Paradjanov de Serge Avédikian et Olena Fetisova.

lundi 5 janvier 2015
par  CP
popularité : 21%

Paradjanov ou le Scandale Paradjanov

Film de Serge Avédikian et Olena Fetisova

Sortie nationale du film le 7 janvier

Kamen. Les pierres

Film documentaire de Florence Lazar

Article 11, CQFD, Réfractions

À signaler un roman de Bruno Bachmann, Comme un, Commune ou les tribulations de Madeleine et Théo Fischer, du Paris libre de 1871 à Rio de Janeiro (éditions Petra) ; une réédition étonnante d’un ouvrage de Marcel Ollivier paru en 1933, Marx et Engels, poètes romantiques (Spartacus). Mais aussi, La Mémoire empoisonne mes puits, récit de Daniel Blanchard (l’une et l’autre), une réflexion à vif sur l’âge, sur la mémoire, sur le temps et sur une époque révolue. De ces ouvrages, nous reparlerons dans de prochaines émissions. Quant aux poèmes de Marx et Engels, Nicolas nous en fera la lecture le 24 janvier.

La revue Réfractions a choisi pour son numéro 33 de se poser des questions sur la nature humaine : « POURQUOI AVONS-NOUS RESSENTI LE DÉSIR DE PRÉPARER un numéro de Réfractions sur “la Nature Humaine” ? [Réponse] Peut-être parce que notre époque nous le sollicite à travers de multiples indices que la raison ne perçoit encore qu’obscurément. Peut-être parce qu’il il y a des fissures qui bougent dans l’imaginaire collectif, et que l’ancien repoussoir de la “nature humaine”, au service du pouvoir politique pendant des siècles, commence à être examiné de manière critique. » À suivre dans une prochaine émission.

Mais d’abord cinéma avec Paradjanov, le film a changé de titre depuis sa présentation en 2013 au festival Cinemed, et il est désormais intitulé Le Scandale Paradjanov. Réalisé par Serge Avédikian et Olena Fetisova, il est aussi interprété par Serge Avédikian, littéralement habité par le foisonnement et la fantaisie de son personnage.
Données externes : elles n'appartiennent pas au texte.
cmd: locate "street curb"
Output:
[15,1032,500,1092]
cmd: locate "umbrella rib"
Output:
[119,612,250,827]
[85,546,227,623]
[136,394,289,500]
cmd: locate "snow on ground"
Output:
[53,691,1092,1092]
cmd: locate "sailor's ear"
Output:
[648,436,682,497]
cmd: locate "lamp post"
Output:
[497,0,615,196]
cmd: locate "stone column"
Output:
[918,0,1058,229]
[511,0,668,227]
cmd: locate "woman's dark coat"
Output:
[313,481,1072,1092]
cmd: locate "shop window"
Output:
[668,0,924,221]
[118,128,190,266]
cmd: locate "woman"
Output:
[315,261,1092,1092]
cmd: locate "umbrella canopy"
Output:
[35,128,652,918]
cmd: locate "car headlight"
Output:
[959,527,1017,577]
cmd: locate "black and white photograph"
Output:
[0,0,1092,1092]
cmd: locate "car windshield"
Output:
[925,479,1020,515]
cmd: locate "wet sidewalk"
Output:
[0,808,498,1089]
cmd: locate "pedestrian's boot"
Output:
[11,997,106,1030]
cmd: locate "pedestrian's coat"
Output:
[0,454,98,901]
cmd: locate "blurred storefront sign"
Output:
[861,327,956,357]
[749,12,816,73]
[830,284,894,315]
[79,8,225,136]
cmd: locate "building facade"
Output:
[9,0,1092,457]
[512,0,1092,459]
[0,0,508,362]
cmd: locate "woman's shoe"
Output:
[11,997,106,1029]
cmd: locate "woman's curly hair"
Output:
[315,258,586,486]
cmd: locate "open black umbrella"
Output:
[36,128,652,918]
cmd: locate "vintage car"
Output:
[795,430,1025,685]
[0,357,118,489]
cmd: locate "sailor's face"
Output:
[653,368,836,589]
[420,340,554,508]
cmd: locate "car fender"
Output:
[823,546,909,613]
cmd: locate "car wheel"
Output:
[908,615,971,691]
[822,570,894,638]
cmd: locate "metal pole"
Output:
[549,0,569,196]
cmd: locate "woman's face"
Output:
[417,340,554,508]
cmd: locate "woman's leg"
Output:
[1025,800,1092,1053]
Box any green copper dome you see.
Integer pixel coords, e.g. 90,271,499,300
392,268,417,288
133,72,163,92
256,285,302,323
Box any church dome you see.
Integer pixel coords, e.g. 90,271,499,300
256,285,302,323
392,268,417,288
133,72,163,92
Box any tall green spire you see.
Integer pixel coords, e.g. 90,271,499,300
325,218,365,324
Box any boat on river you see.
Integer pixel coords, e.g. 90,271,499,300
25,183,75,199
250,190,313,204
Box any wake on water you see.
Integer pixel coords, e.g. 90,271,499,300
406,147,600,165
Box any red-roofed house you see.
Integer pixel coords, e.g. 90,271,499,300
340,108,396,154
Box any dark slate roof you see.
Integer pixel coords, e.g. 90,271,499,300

Sergeï Paradjanov est certainement l’un des réalisateurs les plus originaux avec des chefs d’œuvres comme Les Chevaux de feu et Sayat-Nova.

Le film évoque l’itinéraire créatif de Sergei Paradjanov, réalisateur arménien hors norme, imaginatif et provocateur, dont la soif de liberté et le refus de se plier aux interdits édictés par l’Union soviétique lui valurent la prison à plusieurs reprises.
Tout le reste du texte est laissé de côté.